Tahun Baru Hijriyah sejatinya melecut spirit kebersamaan melakukan transformasi di berbagai lini kehidupan. Sebagai khalifah di muka bumi, kaum muslim dituntut mewujudkan nilai-nilai transformatif yang terkandung dalam semangat hijrah sehingga fungsi agama Islam tidak terkesan “mati gaya” ketika berhadapan dengan tantangan zaman. Di tengah kesemrawutan hidup, peran agama diperlukan sebagai kekuatan yang dapat menawarkan solusi.

Sebuah fakta ilustratif, andaikan perjalanan bangsa-bangsa dalam sejarah peradaban manusia sebagai rangkaian gerbong kereta api yang sedang melaju, umat Islam sedang berada di gerbong paling belakang dan lokomotif yang ada di depannya adalah negara-negara maju di bidang sains dan teknologi. Umat Islam yang ada pada gerbong belakang tidak tahu akan dibawa ke mana, bahkan tidak mengetahui rute yang akan dilalui selanjutnya.

Dalam konteks pergantian Tahun Baru Hijriyah, momentum ini dapat dijadikan bahan evaluasi transendental guna melakukan transformasi diri dalam setiap langkah kehidupan. Jika Tahun Baru Hijriyah hanya dijadikan ritual seremonial belaka, fungsi Islam sebagai problem solver, seolah jauh panggang dari api.

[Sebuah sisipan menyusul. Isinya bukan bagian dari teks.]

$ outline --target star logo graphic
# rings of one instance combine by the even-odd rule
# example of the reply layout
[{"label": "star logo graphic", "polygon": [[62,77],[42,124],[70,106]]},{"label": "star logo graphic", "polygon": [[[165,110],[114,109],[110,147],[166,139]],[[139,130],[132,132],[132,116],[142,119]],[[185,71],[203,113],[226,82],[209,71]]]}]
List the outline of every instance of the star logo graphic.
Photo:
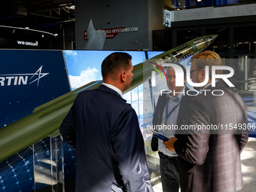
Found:
[{"label": "star logo graphic", "polygon": [[[0,85],[5,86],[5,84],[7,86],[13,85],[20,85],[20,84],[27,84],[27,80],[29,76],[32,76],[29,80],[31,84],[34,82],[37,82],[37,85],[38,87],[40,79],[44,78],[44,76],[47,75],[49,73],[43,73],[42,71],[43,66],[41,66],[35,73],[26,73],[26,74],[8,74],[8,75],[0,75]],[[6,78],[5,78],[6,76]]]},{"label": "star logo graphic", "polygon": [[41,69],[42,69],[43,66],[41,66],[38,71],[36,71],[36,72],[35,74],[33,74],[33,75],[30,78],[30,80],[34,77],[38,75],[37,78],[35,79],[33,81],[30,82],[29,84],[34,83],[35,81],[38,81],[38,86],[39,85],[39,81],[41,78],[44,77],[45,75],[47,75],[49,73],[42,73],[41,72]]}]

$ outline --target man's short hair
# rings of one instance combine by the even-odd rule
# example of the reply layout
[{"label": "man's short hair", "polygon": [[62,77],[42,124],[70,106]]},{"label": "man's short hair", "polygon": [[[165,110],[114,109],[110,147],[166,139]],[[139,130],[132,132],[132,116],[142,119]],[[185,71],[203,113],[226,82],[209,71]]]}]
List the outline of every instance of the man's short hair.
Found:
[{"label": "man's short hair", "polygon": [[[191,62],[194,61],[195,61],[198,69],[204,69],[206,66],[209,66],[209,76],[210,79],[212,79],[212,66],[223,66],[223,62],[219,55],[212,50],[206,50],[195,54],[190,60]],[[215,74],[223,74],[223,70],[216,70]]]},{"label": "man's short hair", "polygon": [[115,52],[108,56],[102,63],[102,78],[111,75],[114,78],[117,72],[120,70],[128,71],[132,56],[123,52]]},{"label": "man's short hair", "polygon": [[[186,76],[187,76],[187,74],[186,74],[186,69],[185,69],[181,64],[180,64],[180,63],[178,63],[178,62],[175,62],[175,64],[177,65],[177,66],[178,66],[179,67],[181,67],[181,68],[182,69],[183,72],[184,72],[184,78],[186,78]],[[169,68],[172,68],[172,67],[168,67],[168,68],[167,68],[167,75],[168,75],[168,69],[169,69]]]}]

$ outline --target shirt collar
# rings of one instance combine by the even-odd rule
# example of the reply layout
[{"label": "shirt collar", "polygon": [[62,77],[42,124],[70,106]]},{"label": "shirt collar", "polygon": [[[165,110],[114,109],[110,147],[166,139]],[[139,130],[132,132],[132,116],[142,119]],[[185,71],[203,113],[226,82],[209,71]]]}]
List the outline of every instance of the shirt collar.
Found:
[{"label": "shirt collar", "polygon": [[181,97],[182,96],[184,95],[184,92],[185,91],[185,86],[183,87],[182,90],[180,91],[180,93],[178,93],[178,95],[175,97],[175,98],[173,98],[173,96],[171,95],[171,93],[168,93],[166,94],[166,97],[167,97],[167,99],[169,98],[170,99],[175,99],[175,101],[178,102],[179,100],[181,99]]},{"label": "shirt collar", "polygon": [[[215,83],[218,83],[219,81],[215,81]],[[205,87],[203,87],[203,90],[206,90],[208,87],[212,86],[212,83],[206,84]]]},{"label": "shirt collar", "polygon": [[108,87],[108,88],[117,92],[117,93],[123,98],[123,93],[120,90],[119,90],[117,87],[111,85],[111,84],[106,84],[106,83],[104,83],[102,82],[102,85],[105,85],[106,87]]}]

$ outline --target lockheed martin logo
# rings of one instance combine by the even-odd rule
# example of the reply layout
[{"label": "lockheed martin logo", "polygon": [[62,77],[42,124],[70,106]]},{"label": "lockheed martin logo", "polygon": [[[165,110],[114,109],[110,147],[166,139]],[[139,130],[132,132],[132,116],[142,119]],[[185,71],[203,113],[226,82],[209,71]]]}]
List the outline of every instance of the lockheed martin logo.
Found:
[{"label": "lockheed martin logo", "polygon": [[42,68],[43,66],[35,73],[0,75],[0,86],[31,84],[34,82],[37,82],[38,86],[40,79],[49,74],[41,72]]}]

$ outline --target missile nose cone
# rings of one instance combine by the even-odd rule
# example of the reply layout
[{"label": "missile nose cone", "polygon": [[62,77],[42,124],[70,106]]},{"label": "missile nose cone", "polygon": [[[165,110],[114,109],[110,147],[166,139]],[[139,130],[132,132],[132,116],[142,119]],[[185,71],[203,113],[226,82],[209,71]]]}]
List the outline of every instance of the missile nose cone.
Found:
[{"label": "missile nose cone", "polygon": [[212,41],[213,41],[216,39],[216,38],[218,37],[218,35],[212,35],[211,36],[212,38]]}]

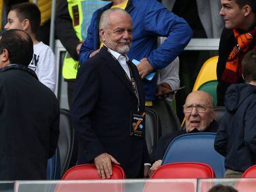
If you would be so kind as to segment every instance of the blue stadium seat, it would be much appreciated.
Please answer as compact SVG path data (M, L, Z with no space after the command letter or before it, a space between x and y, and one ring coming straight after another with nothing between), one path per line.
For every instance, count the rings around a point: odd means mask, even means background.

Nilai-nilai keislaman diharapkan dapat menciptakan kondisi sosial yang terhormat dan sejahtera sesuai dengan semangat hijrah. Pergantian tahun baru dalam Islam hendaknya melahirkan kesadaran publik, terutama di kalangan pemimpin, agar krisis multidimensi yang mendera bangsa ini terkikis habis. Semangat hijrah kekinian hendaknya mendorong kesadaran transformatif demi membebaskan masyarakat yang semakin terlilit dalam berbagai kesulitan hidup.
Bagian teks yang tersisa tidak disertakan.